As time went on, and my head got worse to be in, I began to think that my professors would have no interest in hearing about yet another student’s bout with depression.

Every email I sent about an extension or with my work attached became another hurdle that would take me back to the dark trenches of my overactive, anxiety ridden mind.

I know I am not the only one who feels this way. My roommate, Cherish Peña, agrees with my sentiments.

“I was not like this [a procrastinator] until that [spring 2020] semester, so it really sucks. I feel like I can’t get back to being a top student because I can push it off until I am too stressed to not do it,” Peña said.

She and I have lived together through most of the pandemic. Every semester we start strong, wanting all A’s as every student does. But I falter very quickly, only for us to both complain about it together on a late night when we both are panicking about our homework.

Peña is a better student than I am, but I do see how moving from in-person to online and back to in-person has affected both of us. 

She had just transferred to the main NMSU campus when we shut down, allowing her to be able to adjust to online school rather quickly. She might be the outlier that prefers online school to in-person, but the effects of not having in-person classes do show up in both of us often.

In our film classes in the Creative Media Institute, there had always been a strong bond between students. But since going online, most students keep to themselves, not allowing those connections to flourish, isolating each of us.

I feel as if the rug was pulled out from under me when NMSU announced that we were going to move off campus. I was so close to finishing school on time, double majoring, sometimes taking 21 credits a semester, when all of a sudden that seemed out of reach.

The remainder of 2020 proved to be one of the hardest time periods for me, what with my depression manifesting in more physical ways, seeking out a new therapist and still feeling the guilt of wanting to drop out of school altogether.

Number four, moving back into “normal life” knowing that nothing is the way it once was will still find ways to stunt your motivation. So, with that in mind, maybe sleeping 13 hours a day and avoiding homework altogether will be an okay decision.

Online courses have never gotten any easier. I am still struggling with my asynchronous course currently, two years after the start of the pandemic.

There are so many students in my current courses that seem to be doing fine, staying on task.

Is it just me who can’t keep up?

The concoction of depression and anxiety paired with online school and homework seems to be the perfect recipe for my disasters.

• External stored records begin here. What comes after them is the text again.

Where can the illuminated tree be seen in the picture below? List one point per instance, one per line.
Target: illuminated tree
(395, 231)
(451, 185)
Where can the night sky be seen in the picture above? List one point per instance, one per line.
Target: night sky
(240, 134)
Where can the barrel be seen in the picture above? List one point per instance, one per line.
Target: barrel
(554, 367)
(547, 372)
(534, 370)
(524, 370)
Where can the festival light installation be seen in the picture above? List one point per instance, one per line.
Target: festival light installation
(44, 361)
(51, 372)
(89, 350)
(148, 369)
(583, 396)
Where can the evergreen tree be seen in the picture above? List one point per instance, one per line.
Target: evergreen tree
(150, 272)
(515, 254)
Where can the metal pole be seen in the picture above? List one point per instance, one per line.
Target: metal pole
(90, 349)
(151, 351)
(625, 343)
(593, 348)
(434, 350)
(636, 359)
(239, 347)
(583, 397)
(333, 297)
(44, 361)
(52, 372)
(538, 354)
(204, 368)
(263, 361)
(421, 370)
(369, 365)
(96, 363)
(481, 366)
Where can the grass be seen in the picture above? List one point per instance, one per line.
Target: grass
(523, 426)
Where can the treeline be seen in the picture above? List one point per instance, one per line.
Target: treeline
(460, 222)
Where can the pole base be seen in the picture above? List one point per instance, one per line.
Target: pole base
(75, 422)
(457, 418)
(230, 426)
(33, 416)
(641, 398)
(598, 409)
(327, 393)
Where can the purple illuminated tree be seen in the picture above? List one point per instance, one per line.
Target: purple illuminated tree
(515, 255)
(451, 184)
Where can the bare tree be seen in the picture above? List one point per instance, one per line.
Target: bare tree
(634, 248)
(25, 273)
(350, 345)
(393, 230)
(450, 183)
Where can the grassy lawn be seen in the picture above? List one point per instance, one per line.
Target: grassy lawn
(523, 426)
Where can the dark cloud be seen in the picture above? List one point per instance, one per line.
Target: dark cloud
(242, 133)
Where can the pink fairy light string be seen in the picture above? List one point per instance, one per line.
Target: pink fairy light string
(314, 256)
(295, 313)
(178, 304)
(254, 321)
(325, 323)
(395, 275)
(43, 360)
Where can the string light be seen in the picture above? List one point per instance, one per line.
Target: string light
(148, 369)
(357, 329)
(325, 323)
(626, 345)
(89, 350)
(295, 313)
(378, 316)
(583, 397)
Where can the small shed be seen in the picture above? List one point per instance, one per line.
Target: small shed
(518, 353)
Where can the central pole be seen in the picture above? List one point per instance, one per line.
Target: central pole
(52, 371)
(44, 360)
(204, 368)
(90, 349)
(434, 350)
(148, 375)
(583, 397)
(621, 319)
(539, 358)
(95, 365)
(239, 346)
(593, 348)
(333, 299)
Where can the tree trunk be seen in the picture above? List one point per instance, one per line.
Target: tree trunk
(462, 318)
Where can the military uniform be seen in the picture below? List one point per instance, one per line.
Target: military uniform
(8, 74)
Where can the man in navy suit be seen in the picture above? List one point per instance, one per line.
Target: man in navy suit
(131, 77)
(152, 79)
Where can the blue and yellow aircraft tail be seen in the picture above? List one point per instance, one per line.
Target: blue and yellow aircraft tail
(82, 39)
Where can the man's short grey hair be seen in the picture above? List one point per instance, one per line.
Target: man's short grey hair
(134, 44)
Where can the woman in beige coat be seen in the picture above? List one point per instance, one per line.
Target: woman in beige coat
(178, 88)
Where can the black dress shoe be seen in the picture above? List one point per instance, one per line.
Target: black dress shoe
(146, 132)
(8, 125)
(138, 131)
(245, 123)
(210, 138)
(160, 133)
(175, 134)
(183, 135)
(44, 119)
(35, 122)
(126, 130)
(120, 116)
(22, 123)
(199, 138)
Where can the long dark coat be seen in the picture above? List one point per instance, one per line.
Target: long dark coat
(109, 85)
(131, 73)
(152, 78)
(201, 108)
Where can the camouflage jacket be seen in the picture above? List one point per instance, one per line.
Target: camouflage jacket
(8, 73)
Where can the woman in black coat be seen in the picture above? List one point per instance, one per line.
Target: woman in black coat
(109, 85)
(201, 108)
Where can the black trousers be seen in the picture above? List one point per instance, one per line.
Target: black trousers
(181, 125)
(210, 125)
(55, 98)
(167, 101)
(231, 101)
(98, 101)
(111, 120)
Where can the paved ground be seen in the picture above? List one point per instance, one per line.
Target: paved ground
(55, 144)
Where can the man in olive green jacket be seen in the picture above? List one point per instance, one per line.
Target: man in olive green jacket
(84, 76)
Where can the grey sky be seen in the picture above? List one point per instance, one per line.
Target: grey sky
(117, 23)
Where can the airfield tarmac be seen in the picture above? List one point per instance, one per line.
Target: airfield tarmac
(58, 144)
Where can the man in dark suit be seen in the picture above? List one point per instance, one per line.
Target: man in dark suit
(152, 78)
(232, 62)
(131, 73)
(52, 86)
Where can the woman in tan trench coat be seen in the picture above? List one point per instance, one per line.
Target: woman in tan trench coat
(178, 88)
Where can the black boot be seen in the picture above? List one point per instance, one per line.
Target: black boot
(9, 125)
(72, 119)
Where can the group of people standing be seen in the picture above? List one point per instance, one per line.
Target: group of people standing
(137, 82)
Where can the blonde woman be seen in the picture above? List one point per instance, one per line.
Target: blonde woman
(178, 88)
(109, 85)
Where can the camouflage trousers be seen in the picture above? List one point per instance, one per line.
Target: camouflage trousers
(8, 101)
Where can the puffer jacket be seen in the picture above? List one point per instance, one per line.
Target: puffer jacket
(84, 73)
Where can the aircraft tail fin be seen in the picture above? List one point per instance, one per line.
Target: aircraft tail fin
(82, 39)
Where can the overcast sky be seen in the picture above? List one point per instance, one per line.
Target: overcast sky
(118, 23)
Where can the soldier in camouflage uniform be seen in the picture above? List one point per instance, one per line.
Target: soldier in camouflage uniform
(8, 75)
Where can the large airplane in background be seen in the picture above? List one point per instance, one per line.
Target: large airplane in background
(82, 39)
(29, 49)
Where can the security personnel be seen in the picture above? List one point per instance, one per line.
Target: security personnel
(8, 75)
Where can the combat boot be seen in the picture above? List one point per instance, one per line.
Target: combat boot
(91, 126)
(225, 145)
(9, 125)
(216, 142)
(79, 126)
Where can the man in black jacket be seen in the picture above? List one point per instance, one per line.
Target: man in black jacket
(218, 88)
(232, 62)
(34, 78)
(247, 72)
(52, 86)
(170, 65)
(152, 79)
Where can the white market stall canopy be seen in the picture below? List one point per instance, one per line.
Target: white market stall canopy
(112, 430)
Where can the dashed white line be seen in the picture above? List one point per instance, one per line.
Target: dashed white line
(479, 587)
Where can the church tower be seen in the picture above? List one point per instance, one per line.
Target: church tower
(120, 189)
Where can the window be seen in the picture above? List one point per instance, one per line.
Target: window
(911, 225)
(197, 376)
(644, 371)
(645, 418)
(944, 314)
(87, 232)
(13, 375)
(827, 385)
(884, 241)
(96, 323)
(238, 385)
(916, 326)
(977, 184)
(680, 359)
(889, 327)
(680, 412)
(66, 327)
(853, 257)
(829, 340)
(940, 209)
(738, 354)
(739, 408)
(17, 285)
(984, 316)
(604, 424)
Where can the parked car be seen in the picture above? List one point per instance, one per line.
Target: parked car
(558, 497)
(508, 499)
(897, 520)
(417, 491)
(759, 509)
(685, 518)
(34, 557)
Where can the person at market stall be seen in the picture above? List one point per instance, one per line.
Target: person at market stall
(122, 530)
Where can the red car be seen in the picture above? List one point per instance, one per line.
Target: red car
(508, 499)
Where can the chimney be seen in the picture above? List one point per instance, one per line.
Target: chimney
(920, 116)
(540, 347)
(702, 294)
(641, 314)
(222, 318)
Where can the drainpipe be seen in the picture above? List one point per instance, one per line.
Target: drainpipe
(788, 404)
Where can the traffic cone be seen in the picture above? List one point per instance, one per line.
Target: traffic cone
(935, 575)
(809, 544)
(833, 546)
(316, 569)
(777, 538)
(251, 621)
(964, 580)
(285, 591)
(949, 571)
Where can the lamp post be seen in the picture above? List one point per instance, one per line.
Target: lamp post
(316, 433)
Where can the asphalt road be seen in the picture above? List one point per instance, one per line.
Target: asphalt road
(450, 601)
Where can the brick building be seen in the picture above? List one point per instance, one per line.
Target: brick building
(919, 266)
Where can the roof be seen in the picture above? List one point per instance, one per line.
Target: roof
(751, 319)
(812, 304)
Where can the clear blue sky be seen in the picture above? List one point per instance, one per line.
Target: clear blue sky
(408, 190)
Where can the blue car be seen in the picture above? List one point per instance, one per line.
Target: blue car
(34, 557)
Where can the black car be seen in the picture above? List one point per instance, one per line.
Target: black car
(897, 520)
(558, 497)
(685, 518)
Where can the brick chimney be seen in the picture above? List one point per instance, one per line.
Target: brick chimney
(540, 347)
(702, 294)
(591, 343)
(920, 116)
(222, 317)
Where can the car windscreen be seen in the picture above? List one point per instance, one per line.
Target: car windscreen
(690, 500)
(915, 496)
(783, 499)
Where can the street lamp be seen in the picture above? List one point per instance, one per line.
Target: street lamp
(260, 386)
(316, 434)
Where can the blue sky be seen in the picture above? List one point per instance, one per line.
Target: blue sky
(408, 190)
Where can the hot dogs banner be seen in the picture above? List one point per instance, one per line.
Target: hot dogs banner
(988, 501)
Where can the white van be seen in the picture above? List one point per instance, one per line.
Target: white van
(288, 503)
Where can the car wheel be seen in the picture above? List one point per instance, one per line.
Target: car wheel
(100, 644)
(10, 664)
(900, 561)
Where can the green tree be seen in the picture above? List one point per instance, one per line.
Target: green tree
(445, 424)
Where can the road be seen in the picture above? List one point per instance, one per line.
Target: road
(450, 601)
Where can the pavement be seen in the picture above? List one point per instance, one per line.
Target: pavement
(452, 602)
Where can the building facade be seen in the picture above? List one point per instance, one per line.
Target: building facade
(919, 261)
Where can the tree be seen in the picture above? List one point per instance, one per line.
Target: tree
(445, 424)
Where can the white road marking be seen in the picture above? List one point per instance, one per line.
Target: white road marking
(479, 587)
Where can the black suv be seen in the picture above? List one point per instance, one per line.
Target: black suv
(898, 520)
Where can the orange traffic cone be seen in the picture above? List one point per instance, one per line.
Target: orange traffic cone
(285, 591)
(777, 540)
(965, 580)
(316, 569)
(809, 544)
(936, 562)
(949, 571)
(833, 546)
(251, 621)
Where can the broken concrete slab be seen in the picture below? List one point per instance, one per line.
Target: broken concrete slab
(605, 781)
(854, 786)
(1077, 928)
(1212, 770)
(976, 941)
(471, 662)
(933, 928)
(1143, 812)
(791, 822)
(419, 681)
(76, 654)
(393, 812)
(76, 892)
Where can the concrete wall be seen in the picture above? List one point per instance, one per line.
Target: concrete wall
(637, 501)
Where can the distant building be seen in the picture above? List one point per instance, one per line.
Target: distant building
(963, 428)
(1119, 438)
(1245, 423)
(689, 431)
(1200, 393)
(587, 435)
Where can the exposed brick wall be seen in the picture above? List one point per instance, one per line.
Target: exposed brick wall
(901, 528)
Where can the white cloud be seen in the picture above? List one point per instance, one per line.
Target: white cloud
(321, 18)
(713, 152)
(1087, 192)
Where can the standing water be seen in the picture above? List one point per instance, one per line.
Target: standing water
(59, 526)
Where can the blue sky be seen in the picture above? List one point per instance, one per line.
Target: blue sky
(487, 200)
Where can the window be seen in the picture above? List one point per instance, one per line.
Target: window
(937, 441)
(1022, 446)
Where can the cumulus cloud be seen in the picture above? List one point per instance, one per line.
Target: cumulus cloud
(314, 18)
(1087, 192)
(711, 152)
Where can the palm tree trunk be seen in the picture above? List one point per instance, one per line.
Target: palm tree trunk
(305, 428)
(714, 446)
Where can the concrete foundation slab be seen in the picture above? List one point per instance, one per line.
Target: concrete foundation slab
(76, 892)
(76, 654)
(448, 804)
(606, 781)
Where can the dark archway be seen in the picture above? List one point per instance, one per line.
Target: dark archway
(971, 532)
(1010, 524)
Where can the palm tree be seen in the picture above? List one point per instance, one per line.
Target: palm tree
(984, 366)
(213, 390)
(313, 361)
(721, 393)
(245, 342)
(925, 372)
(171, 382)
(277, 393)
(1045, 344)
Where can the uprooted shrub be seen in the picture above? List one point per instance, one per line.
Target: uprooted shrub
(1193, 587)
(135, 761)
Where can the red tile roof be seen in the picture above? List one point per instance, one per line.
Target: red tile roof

I had not realized how far behind I had gotten this semester until last week – it always hits me really hard mid-semester. I am currently looking to finish all of my assignments and get caught up while also looking into talking with someone again. I think that most students should see a counselor or therapist, especially if you already deal with mental health issues. College is a very trying time, paired with the stress of a global pandemic, can be even harder on students.

Seeking help is not easy for everyone, but being a student at NMSU can have its perks. The Aggie Health and Wellness Center offers free, confidential counseling services. Intake for these counseling sessions can be done over the phone, and they have in-person and online counselors available to the students and staff.

Without options like these, I might not have been able to write this article, late as it may be.

Things do look better, but there is still a huge world to navigate. But, we as the college students of the pandemic, will be able to enter the professional world together.